Plasticity: implications for opioid and other pharmacological interventions in specific pain states.

The spinal mechanisms of action of opioids under normal conditions are reasonably well understood. The spinal effects of opioids can be enhanced or reduced depending on pathology and activity in other segmental and nonsegmental pathways. This plasticity will be considered in relation to the control of different pain states using opioids. The complex and contradictory findings on the supraspinal actions of opioids are explicable in terms of heterogeneous descending pathways to different spinal targets using multiple transmitters and receptors--therefore opioids can both increase and decrease activity in descending pathways. These pathways could exhibit considerable plasticity. There is increasing evidence that delta opioid receptor agonists have the potential to replace morphine as major analgesics with reduced side-effect profiles. The concept of preemptive analgesia, based on preventing the induction of some of the negative plastic influences on opioid controls and the detrimental effects of pain, is sound, but experimental verification in the clinical setting is difficult.

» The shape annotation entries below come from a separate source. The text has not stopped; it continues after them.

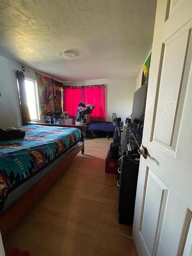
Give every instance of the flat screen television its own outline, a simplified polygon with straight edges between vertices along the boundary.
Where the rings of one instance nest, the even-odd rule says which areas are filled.
[[[131,127],[135,134],[142,137],[145,110],[147,84],[141,86],[134,93]]]

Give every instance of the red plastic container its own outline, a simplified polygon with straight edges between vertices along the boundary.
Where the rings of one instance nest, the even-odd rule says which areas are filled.
[[[118,159],[112,159],[109,158],[110,150],[105,158],[105,173],[117,174],[117,169],[119,167]]]

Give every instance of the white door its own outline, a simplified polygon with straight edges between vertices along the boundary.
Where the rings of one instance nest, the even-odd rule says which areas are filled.
[[[192,255],[192,0],[159,0],[133,226],[139,255]]]

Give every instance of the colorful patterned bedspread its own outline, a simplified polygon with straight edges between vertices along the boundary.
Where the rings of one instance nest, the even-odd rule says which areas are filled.
[[[30,125],[20,129],[26,132],[25,138],[0,141],[0,203],[84,138],[77,128]]]

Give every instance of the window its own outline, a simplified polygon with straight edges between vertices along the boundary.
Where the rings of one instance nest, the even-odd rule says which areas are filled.
[[[31,120],[31,121],[38,121],[40,120],[40,114],[36,81],[25,78],[25,82],[27,104]]]

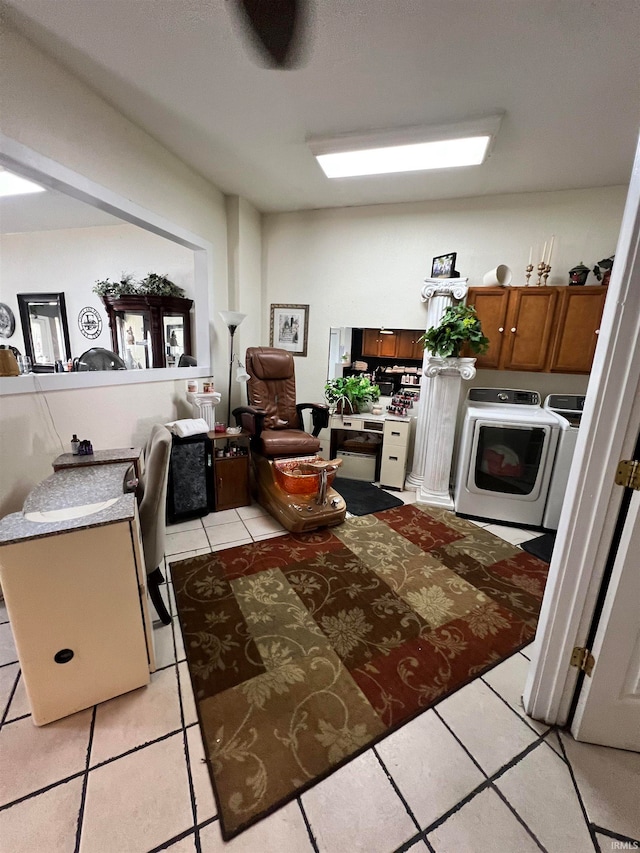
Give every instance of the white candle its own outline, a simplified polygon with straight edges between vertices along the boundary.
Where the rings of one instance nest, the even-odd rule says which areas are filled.
[[[547,266],[551,266],[551,252],[553,252],[553,241],[556,239],[556,235],[551,235],[551,245],[549,246],[549,257],[547,258]]]

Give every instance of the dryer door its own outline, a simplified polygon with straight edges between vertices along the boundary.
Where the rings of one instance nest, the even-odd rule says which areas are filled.
[[[546,424],[475,422],[467,488],[475,494],[536,501],[551,464],[552,428]],[[545,476],[546,474],[546,476]]]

For example, a delayed compensatory upregulation of inhibitory systems, particularly in inflammation, may counter persistent painful inputs. Combination therapy with opioids may be beneficial in many pain states where either negative influences are blocked or inhibitory controls are enhanced. Finally, developmental aspects of these systems are discussed in connection with the treatment of pain in young children, where inhibitory systems in the spinal cord are immature.